More than 90 per cent of the kids diagnosed with FASD have IQs in the low to "mentally deficient" range, raising questions about how effective punitive jail time is in deterring crime when young people might not have the mental capacity to understand the nature of what they've done.
Once kids get a diagnosis, that sparks a shift in sentencing and follow-up.
FASD in the courts
PEOPLE with FASD have probably been wrongfully convicted by a court system set up for them to fail, says a noted lawyer.
Kent Roach, a University of Toronto law professor who has studied fetal alcohol spectrum disorder, said Canada's justice system is built on the assumption criminals make rational choices of their own free will and can learn from punishment, neither of which may be true for people with FASD who have brain damage from birth.
Low IQs, trouble with language and executive functioning mean people with FASD are more willing to confess to crimes they didn't commit, have difficulty understanding legalese and their rights and struggle to grasp the consequences of their actions.
"My view is that a wrongful conviction of a person with FASD is only a matter of time," Roach told hundreds of delegates at this week's FASD conference in Vancouver. "I think we've probably already had wrongful convictions in the form of unfair and disproportionate punishments."

I think this is a great program as FASD is very prevalent among Aboriginal youths especially, and should be treated by the courts as a mental illness, because they are incapable of understanding the consequences of their actions. More youths should be able to be referred to be diagnosed. And we need to learn that deterrence in general is not effective, not just for youths, but for everyone. Studies have shown that the prospect of punishment or prison does not deter people from committing crimes.

I think there needs to be more education in schools about drinking while pregnant seeing as many children with FASD are born to very young mothers. There also needs to be alot more addictions treatment available to young individuals.

FASD eye-opener

For decades now, the simple math has put the cost to the public system of a baby born with alcohol-induced brain damage at $1 million over his or her lifetime. Over time that's moved closer to $1.5 million, but it is a rough estimate. Now, however, there are some firm numbers attached to the tab and the picture coming into focus is an eye opener.
The itemized account constructed by University of Manitoba researchers measured the costs to the health and education systems of children with and without fetal alcohol spectrum disorders. The disproportionate reliance annually on health services and special supports in school is stark -- FASD children will be in hospital at about twice the rate of the general population and their visits cost 40 per cent more. They are far likelier to be hospitalized with a mental illness, more than three times as likely to be on anti-psychotic medications. In school, special supports for FASD kids will cost an average $7,343 yearly, $5,000 more than for kids in the general population.

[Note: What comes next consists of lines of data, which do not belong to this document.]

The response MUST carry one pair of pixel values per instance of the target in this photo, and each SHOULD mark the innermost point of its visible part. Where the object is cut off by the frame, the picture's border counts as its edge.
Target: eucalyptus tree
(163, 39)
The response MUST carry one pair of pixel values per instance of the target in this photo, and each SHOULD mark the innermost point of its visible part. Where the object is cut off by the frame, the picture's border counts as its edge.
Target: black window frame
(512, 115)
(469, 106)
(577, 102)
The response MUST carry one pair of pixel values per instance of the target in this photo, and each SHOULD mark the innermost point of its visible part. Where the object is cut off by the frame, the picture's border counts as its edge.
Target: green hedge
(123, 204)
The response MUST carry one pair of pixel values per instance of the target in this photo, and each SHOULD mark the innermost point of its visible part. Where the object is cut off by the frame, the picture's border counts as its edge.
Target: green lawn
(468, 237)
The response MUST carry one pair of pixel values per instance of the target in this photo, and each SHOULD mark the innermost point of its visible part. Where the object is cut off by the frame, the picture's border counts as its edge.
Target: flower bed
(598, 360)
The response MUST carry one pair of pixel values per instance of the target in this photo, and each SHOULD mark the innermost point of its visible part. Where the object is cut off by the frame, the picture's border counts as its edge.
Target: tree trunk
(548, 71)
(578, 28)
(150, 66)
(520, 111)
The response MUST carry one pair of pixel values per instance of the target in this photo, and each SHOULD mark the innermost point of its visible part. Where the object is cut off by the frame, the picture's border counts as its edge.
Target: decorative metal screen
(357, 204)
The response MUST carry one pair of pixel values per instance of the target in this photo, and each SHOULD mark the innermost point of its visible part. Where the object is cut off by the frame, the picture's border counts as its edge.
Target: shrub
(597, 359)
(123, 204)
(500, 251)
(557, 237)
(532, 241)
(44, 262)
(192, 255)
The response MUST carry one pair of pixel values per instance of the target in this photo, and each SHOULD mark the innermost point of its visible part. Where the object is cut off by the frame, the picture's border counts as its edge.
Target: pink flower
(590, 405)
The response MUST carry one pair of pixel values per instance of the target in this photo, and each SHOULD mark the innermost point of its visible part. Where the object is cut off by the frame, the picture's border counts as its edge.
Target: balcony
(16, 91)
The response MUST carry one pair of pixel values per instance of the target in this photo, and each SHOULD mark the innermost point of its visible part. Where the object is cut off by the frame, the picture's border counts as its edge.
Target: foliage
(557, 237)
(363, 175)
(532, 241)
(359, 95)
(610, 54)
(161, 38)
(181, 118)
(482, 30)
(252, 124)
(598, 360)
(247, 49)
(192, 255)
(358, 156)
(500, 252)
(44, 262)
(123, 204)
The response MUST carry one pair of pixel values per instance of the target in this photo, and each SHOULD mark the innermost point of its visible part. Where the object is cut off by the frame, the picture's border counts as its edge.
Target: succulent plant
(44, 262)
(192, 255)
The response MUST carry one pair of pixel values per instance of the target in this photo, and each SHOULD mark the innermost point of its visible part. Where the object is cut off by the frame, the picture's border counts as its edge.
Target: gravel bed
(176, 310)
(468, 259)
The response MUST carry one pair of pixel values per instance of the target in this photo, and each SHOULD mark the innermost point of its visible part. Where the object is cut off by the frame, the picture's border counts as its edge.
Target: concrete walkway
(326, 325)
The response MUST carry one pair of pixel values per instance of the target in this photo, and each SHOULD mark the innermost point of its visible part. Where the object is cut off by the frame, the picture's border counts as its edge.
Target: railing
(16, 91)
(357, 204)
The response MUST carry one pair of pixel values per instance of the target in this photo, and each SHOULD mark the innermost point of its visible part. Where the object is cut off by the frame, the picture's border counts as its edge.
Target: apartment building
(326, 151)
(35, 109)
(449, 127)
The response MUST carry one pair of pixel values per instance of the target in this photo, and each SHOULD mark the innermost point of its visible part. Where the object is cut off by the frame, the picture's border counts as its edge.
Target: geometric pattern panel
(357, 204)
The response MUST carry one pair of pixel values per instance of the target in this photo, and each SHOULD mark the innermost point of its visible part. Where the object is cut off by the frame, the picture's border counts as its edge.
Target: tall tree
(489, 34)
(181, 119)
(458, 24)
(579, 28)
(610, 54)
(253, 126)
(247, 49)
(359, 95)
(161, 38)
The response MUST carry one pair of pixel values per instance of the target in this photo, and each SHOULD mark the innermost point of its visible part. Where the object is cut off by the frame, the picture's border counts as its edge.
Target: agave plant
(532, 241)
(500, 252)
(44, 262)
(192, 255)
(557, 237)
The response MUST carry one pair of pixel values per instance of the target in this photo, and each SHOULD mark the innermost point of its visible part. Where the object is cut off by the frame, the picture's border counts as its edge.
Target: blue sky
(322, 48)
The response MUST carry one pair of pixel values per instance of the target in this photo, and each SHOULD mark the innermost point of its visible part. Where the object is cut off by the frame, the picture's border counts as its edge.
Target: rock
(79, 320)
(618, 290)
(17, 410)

Some 135 Manitobans are born each year affected by alcohol. The U of M study is a small peek at the profound impact FASD has on children, who will need intensive support to get through school. Further, the total costs are likely underestimated as Manitoba, like most provinces, has just begun to scratch at meeting the needs of FASD, to keep them from falling out of school, into poverty and crime or from becoming victims of crime.
Once a child is grown and out of school, supports fall off, as does the chance of diagnosis. For many, the first mention of FASD comes in a court-ordered, pre-sentence report.
It is easy to do the math, here. Manitoba spends just more than $10 million yearly on FASD. There is expected to be more money allotted this year to prevention, but it will not be enough. Until the money and work to convince and coerce pregnant women not to drink is redoubled, there will be no getting ahead of the curve of this scourge.